Import prices slipped 0.2 percent last month after gaining 0.1 percent in July. August's drop was the first since February and was led by a 2.8 percent decline in petroleum prices. Imported petroleum prices fell 3.6 percent in July.
In the 12 months through August, import prices fell 2.2 percent, the smallest decrease since October 2014, after declining 3.7 percent in July.
"Most Fed officials expect the gradual climb toward the inflation target to remain intact and the diminishing drag from import price deflation will help, but it's going to take time," said Sam Bullard, a senior economist at Wells Fargo Securities in Charlotte, North Carolina. "We expect the Fed to remain cautious, leaving rates unchanged next week."
August's weak inflation reading added to slower job growth, soft manufacturing and services sectors surveys in reducing the likelihood of an interest rate hike at the Fed's Sept. 20-21 policy meeting.
Fed Governor Lael Brainard said on Monday she wanted to see stronger consumer spending data and signs of rising inflation before raising interest rates.
The U.S. central bank lifted its benchmark overnight interest rate at the end of last year for the first time in nearly a decade, but has held it steady since amid concerns over persistently low inflation.
U.S. financial markets were little moved by the data.
DOLLAR, OIL DRAG WANING
Import prices have been constrained by dollar strength and cheap oil. That, together with sluggish wage growth, has left inflation persistently running below the Fed's 2 percent target. But the dollar rally appears to have peaked early this year and oil prices have pushed off multi-decade lows.
Import prices excluding petroleum were unchanged in August after climbing 0.5 percent in July. They were down 0.9 percent in the 12 months through August, the smallest year-on-year decrease since December 2014.
"In spite of the month-to-month volatility, we view the underlying trend in imported deflation as improving and consistent with a gradual waning of the drag from the stronger dollar and lower global commodity prices," said Blerina Uruci, an economist at Barclays in Washington.
"We expect an improvement in imported inflation to help stabilize domestic core goods prices in the coming months."
The nation continued to import deflation from China, with the cost of goods imported from that country falling 0.2 percent last month. Prices for Chinese imports have not recorded a monthly increase since December 2014.
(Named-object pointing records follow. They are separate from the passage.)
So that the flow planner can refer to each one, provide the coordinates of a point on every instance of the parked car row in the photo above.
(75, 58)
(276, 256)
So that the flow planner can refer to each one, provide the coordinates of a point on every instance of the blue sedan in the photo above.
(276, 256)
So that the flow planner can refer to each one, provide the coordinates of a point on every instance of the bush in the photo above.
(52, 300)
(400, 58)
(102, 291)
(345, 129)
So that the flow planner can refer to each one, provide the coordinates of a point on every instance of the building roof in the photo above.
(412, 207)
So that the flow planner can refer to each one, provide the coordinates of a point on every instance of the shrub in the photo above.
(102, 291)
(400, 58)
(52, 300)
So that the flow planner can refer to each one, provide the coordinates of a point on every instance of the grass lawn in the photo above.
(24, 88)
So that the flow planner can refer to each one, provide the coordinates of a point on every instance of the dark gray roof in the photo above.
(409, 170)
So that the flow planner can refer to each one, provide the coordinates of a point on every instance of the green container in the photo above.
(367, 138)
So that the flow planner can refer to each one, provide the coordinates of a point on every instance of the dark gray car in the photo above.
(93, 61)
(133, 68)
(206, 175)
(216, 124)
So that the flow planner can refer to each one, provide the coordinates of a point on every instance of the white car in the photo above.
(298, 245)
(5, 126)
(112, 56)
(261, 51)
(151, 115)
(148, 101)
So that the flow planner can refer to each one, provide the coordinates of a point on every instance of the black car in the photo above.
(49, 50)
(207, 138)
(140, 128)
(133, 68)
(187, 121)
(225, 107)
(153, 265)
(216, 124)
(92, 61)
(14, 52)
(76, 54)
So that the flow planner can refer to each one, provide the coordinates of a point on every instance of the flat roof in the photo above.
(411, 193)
August's decrease was led by a 1.0 percent decline in the price of imported communications equipment. There were also declines in the cost of imported goods from Canada, the European Union and Mexico. The cost of imports from Japan, however, rose 0.3 percent, the largest gain since August 2011.
Overall prices for imported capital goods were unchanged last month, while the cost of imported automobiles fell 0.2 percent. Imported consumer goods prices excluding automobiles slipped 0.1 percent and the cost of imported food decreased 0.5 percent last month.
The report also showed export prices fell 0.8 percent in August. That was the biggest drop since January and followed a 0.2 percent increase the prior month. Export prices were down 2.4 percent from a year ago.